Bear-Resistant Containers Change Bear Behavior For The Better
As human development brings people and wild animals into closer contact, strategies that minimize conflicts between the two will help keep people and their property safe while preserving healthy wild animal populations. Since wild animals are often attracted to food in urban spaces, limiting their access is one way to reduce conflicts such as property damage and vehicle collisions. This study investigated how the large-scale introduction and use of bear-resistant garbage containers influenced black bear behavior in Durango, Colorado, a mountainous city with high rates of human-bear conflict.

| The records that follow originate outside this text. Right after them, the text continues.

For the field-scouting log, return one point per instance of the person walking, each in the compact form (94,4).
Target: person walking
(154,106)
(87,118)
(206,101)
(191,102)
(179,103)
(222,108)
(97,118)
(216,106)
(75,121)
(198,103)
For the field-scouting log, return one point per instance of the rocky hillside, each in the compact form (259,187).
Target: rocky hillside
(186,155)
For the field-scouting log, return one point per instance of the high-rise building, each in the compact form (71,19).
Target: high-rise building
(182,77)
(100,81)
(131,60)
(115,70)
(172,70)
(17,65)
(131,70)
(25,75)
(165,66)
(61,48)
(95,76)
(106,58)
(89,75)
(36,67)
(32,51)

Study Context: Durango’s Bears
While Durango passed an ordinance in 2010 requiring residents to secure their garbage, widespread compliance can be challenging to achieve in practice. To test whether the large-scale use of bear-resistant garbage containers would meaningfully reduce human-bear conflict, the city and its partners distributed over 1,000 of them in spring 2013 — one for every home in two designated residential areas. They found less evidence of scattered trash in areas where all homes had the containers compared to adjacent areas operating normally under the ordinance.
The current study builds on this work by examining the movement patterns of individual bears to evaluate how the rollout of the bear-resistant containers influenced their behavior (i.e., where they went and how they moved). It provides additional evidence that the intervention worked — not only in keeping bears out of garbage, but also in deterring them from residential areas, which likely lowered the risk of other, non-garbage-related conflicts.

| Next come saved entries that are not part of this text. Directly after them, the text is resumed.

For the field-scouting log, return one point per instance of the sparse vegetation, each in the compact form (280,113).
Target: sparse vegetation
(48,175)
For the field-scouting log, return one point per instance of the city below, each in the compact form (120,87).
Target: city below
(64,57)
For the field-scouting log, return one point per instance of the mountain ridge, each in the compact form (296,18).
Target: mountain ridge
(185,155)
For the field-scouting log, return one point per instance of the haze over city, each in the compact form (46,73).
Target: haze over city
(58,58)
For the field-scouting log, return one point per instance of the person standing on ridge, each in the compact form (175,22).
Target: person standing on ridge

From Collars To Clues: Decoding Bear Behavior
The authors relied on location data from bears who had been collared and tracked for a separate study. Across six summers (the months of July through September from 2011 to 2016), seven bears had visited areas with bear-resistant containers at least once. These bears provided the primary data used to assess the effect of the intervention.
To track behavior, the authors analyzed where the bears went, how fast they traveled, and how much their paths changed direction. Specifically, they looked at whether the bear-resistant containers deterred bears and/or caused bears to move faster and straighter through areas where each house had one. The authors also measured how this behavior changed over time.
Using statistical models that accounted for bears’ baseline behavior in Durango’s urban landscape, the authors determined what explanation best described how bears responded to the widespread implementation of bear-resistant containers.
What The Data Showed
The analysis revealed some encouraging results:
- Widespread bear-resistant containers worked to change bear behavior. By the fourth summer after the containers were distributed, bears had become 30% less likely to visit areas where every home had one. Meanwhile, they were 10% more likely in summer 2016, compared to 2013, to visit similar areas where people were storing garbage as usual.
- Bear-resistant containers became even more effective over time, possibly because bears learned to avoid them. Three bears were able to provide data both before and at least two summers after the containers were introduced. In the summers following the intervention, these bears increasingly shifted away from visiting areas with many bear-resistant containers and toward areas with typical garbage storage, suggesting they were learning that the containers were not worth the effort.
The effects on speed and straightness were inconclusive. The researchers expected bears to move faster and straighter in areas with many bear-resistant containers, which could have indicated they took less interest in these environments. However, there was no clear evidence that the intervention influenced either measure of movement.
The containers used in this study required residents to manually lock them, meaning that even in areas where all homes received a bear-resistant container, only about 71% used them as intended. The authors suggest that automatically locking containers would help increase overall compliance and effectiveness.
Limitations
This study tracked a small number of black bears in one region, and because the authors relied on location data collected for a different study, they could only look at females three years of age or older. Other bear populations might respond differently to bear-resistant containers. However, the authors note that their findings align with the research mentioned earlier, which looked at bears of all age groups and sexes during the same time period and found that the containers effectively reduced garbage-related conflicts.
The authors also mention that the changes in behavior observed over the course of this study could partly be explained by the particular mix of bears contributing to each summer’s data. However, the three bears with the most comprehensive data did show evidence of learning over time to avoid the areas with widespread bear-resistant containers.
Secure Garbage Makes Safer Communities
This study found that when bear-resistant garbage containers were widely introduced in residential areas, bears began to avoid these areas over time. Residential neighborhoods — especially those with backyards — are naturally attractive to bears, making them particularly helpful to target. The authors suggest that bear-resistant containers are a strategic investment, especially if they lock automatically.
As this study demonstrates, ordinances requiring secure garbage storage play a foundational role, but their success depends on resident compliance. Animal advocates can help by promoting education about secure garbage storage practices, backing policies that increase access to tools like bear-resistant containers, and supporting fair enforcement of ordinances.